Kömüre veda ve gerçeklik
Fosil enerji kaynaklarından çıkış, iklim zirvesinin talebi olsa da Çin ve Güney Afrika gibi ülkelerin yanı sıra Polonya gibi ülkelere de bakmak kömür lobisinin ne kadar güçlü olduğunu anlamak için yeterli. Çin, 2060'a kadar iklim-nötr olma hedefini ortaya koydu. Uzmanların uyarılarına bakılırsa bu çok gülünç bir hedef.
Ancak her yıl yapılan, yorucu ve sinirleri yıpratan iklim zirvelerinin bir alternatifi şu anda mevcut değil ve yakın bir gelecekte olacak gibi de görünmüyor. Bütün BM ülkeleri birbirleri ile sadece burada konuşuyor. Herkesin aradığı başlık belki de şu olabilir: Sera gazı emisyonu ile mücadele, mümkün olduğu kadar çok ülkede ekonomik büyüme için duyulan endişe kadar eşit bir değere sahip olmalı. Büyüme ve sürdürülebilirlik artık birer tezat değil, bunun sadece istenmesi gerekiyor. Ve harekete geçilmesi: örneğin fosil enerjilere veda konusunda. Olabildiğince hızlı harekete geçilmesi de şart. Glasgow'daki konferanstan en azından bu sonuç çıktı.
Almanya'da da hükümetin 2038 için öngördüğü kömür santrallerinin kapatılması kararının öne çekilmesi konusundaki baskı artıyor. Bunun dışındaki her şey Glasgow taahhütlerinden dönülmesi olur.

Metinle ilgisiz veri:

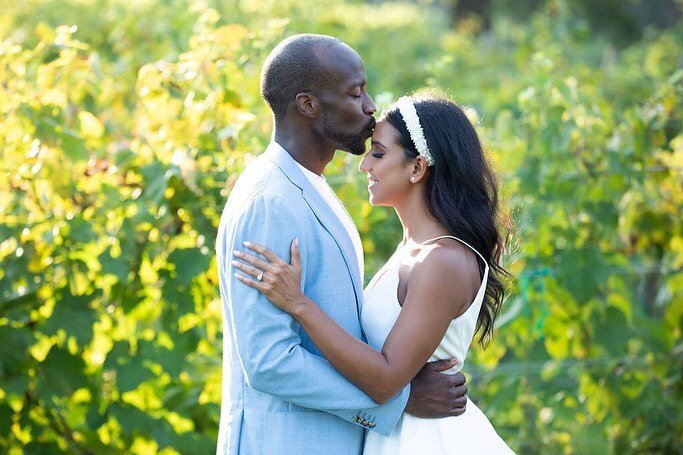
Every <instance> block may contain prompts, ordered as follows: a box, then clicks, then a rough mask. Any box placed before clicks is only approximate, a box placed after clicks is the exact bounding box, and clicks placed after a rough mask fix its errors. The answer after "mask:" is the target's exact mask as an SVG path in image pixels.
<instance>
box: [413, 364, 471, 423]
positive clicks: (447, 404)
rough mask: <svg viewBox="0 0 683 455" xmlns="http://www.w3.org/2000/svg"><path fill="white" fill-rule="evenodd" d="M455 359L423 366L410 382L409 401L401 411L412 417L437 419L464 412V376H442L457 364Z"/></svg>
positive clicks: (465, 387) (464, 395)
mask: <svg viewBox="0 0 683 455" xmlns="http://www.w3.org/2000/svg"><path fill="white" fill-rule="evenodd" d="M457 363H458V362H457V360H455V359H446V360H435V361H434V362H429V363H428V364H426V365H425V366H424V367H423V368H422V369H421V370H420V372H419V373H417V376H415V378H413V380H412V381H411V382H410V398H408V404H407V405H406V409H405V411H406V412H407V413H408V414H411V415H414V416H415V417H422V418H430V419H435V418H441V417H449V416H459V415H460V414H462V413H464V412H465V405H466V404H467V396H466V395H467V385H466V384H465V375H464V374H462V373H461V372H458V373H457V374H452V375H451V374H443V373H441V372H442V371H446V370H450V369H451V368H453V367H454V366H455V365H456V364H457Z"/></svg>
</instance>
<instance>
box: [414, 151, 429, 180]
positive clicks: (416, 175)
mask: <svg viewBox="0 0 683 455" xmlns="http://www.w3.org/2000/svg"><path fill="white" fill-rule="evenodd" d="M426 174H427V161H426V160H425V159H424V157H422V156H419V155H418V156H417V157H416V158H415V161H414V162H413V166H412V169H411V172H410V181H411V183H419V182H420V181H422V180H423V179H424V178H425V175H426Z"/></svg>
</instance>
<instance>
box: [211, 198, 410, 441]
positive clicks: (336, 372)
mask: <svg viewBox="0 0 683 455" xmlns="http://www.w3.org/2000/svg"><path fill="white" fill-rule="evenodd" d="M226 229H229V231H232V232H227V233H226V234H227V235H226V237H224V238H225V242H226V249H225V251H226V256H228V257H226V258H223V259H224V264H226V266H225V271H223V272H222V273H225V274H226V276H224V277H222V278H223V279H225V280H226V282H227V293H228V296H227V297H228V298H227V299H224V305H225V306H226V308H225V314H226V316H228V317H229V321H228V323H229V324H230V331H231V335H232V338H233V339H232V342H233V343H234V345H235V347H236V351H237V355H238V358H239V362H240V364H241V366H242V370H243V372H244V376H245V378H246V381H247V384H248V385H249V387H251V388H253V389H255V390H258V391H260V392H263V393H267V394H269V395H274V396H276V397H278V398H281V399H283V400H285V401H289V402H291V403H295V404H297V405H299V406H303V407H307V408H311V409H317V410H321V411H326V412H329V413H332V414H335V415H337V416H339V417H341V418H342V419H344V420H346V421H349V422H351V423H354V424H356V425H361V426H363V427H365V428H369V429H372V430H374V431H377V432H378V433H380V434H383V435H388V434H390V433H391V430H392V429H393V427H394V426H395V425H396V422H397V421H398V419H399V417H400V416H401V414H402V412H403V409H404V408H405V405H406V402H407V400H408V395H409V386H408V387H406V388H405V389H404V390H403V391H402V392H401V393H399V394H398V395H396V396H395V397H394V398H392V399H391V400H390V401H388V402H387V403H385V404H384V405H382V406H379V405H378V404H376V403H375V402H374V401H372V399H371V398H370V397H369V396H367V395H366V394H365V393H364V392H363V391H361V390H360V389H358V388H357V387H356V386H354V385H353V384H351V383H350V382H349V381H348V380H347V379H346V378H344V377H343V376H342V375H341V374H340V373H339V372H338V371H337V370H336V369H335V368H334V367H333V366H332V365H331V364H330V363H329V362H328V361H327V360H325V359H324V358H323V357H320V356H318V355H315V354H313V353H311V352H309V351H307V350H306V349H304V348H303V347H302V346H301V338H300V336H299V330H300V326H299V324H298V323H297V322H296V320H295V319H294V318H292V317H291V316H290V315H289V314H287V313H286V312H284V311H282V310H280V309H279V308H277V307H275V306H274V305H272V304H271V303H270V302H269V301H268V300H267V299H266V298H265V297H264V296H263V295H262V294H261V293H260V292H258V291H257V290H255V289H253V288H250V287H249V286H246V285H245V284H243V283H241V282H239V281H238V280H237V279H235V278H234V273H235V271H236V269H234V268H233V267H232V266H231V265H230V259H231V257H230V256H231V255H232V250H233V249H234V248H237V249H242V250H243V249H244V248H243V247H242V243H243V242H244V241H251V242H255V243H259V244H261V245H265V246H267V247H268V248H270V249H271V250H272V251H274V252H275V253H276V254H277V255H278V256H280V257H281V258H283V260H286V261H288V262H289V261H290V247H291V242H292V240H294V238H296V237H299V238H300V240H301V253H302V267H303V276H304V277H305V274H306V259H305V258H306V254H305V253H306V252H305V248H306V245H305V239H303V238H302V237H301V235H302V230H301V229H300V228H299V221H298V220H297V219H296V217H295V216H294V215H293V214H292V211H291V210H289V209H288V208H287V204H286V203H285V201H284V200H283V199H282V198H280V197H278V196H264V195H261V196H257V197H256V198H255V199H254V200H252V201H251V202H250V204H249V206H248V207H247V208H246V209H245V210H243V211H242V212H241V214H240V215H239V216H238V217H237V219H236V220H234V228H233V229H230V228H226ZM304 281H305V279H304ZM226 336H227V334H226Z"/></svg>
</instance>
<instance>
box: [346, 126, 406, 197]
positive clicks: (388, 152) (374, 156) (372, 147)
mask: <svg viewBox="0 0 683 455" xmlns="http://www.w3.org/2000/svg"><path fill="white" fill-rule="evenodd" d="M397 138H398V131H396V129H395V128H394V127H393V126H391V124H390V123H389V122H388V121H387V120H386V119H381V120H380V121H379V122H377V126H376V127H375V132H374V133H373V135H372V143H371V146H370V150H369V151H368V152H367V153H366V154H365V156H364V157H363V159H362V160H361V162H360V165H359V166H358V170H359V171H361V172H364V173H365V174H366V175H367V177H368V190H369V191H370V203H371V204H372V205H376V206H380V205H382V206H390V207H396V206H397V205H400V203H401V201H402V200H403V199H404V198H405V197H406V196H407V194H408V192H409V191H410V190H411V186H412V184H411V182H410V176H411V166H410V165H409V164H408V163H406V155H405V152H404V151H403V148H402V147H401V146H400V145H399V144H398V143H397V142H396V139H397Z"/></svg>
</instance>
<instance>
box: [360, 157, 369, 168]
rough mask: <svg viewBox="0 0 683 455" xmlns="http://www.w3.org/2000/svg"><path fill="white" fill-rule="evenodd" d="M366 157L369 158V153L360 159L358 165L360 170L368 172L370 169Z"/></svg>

Yoksul ülkeler artık gözle görülür şekilde daha fazla para almazlarsa yıllık konferans oyununu daha uzun bir süre oynamayacak. Bu nedenle, Glasgow'daki konferansa ilişkin olarak bardağın yarısının dolu yarısının boş olup olmadığı kararı verilecek olursa ben "yarı dolu" derim.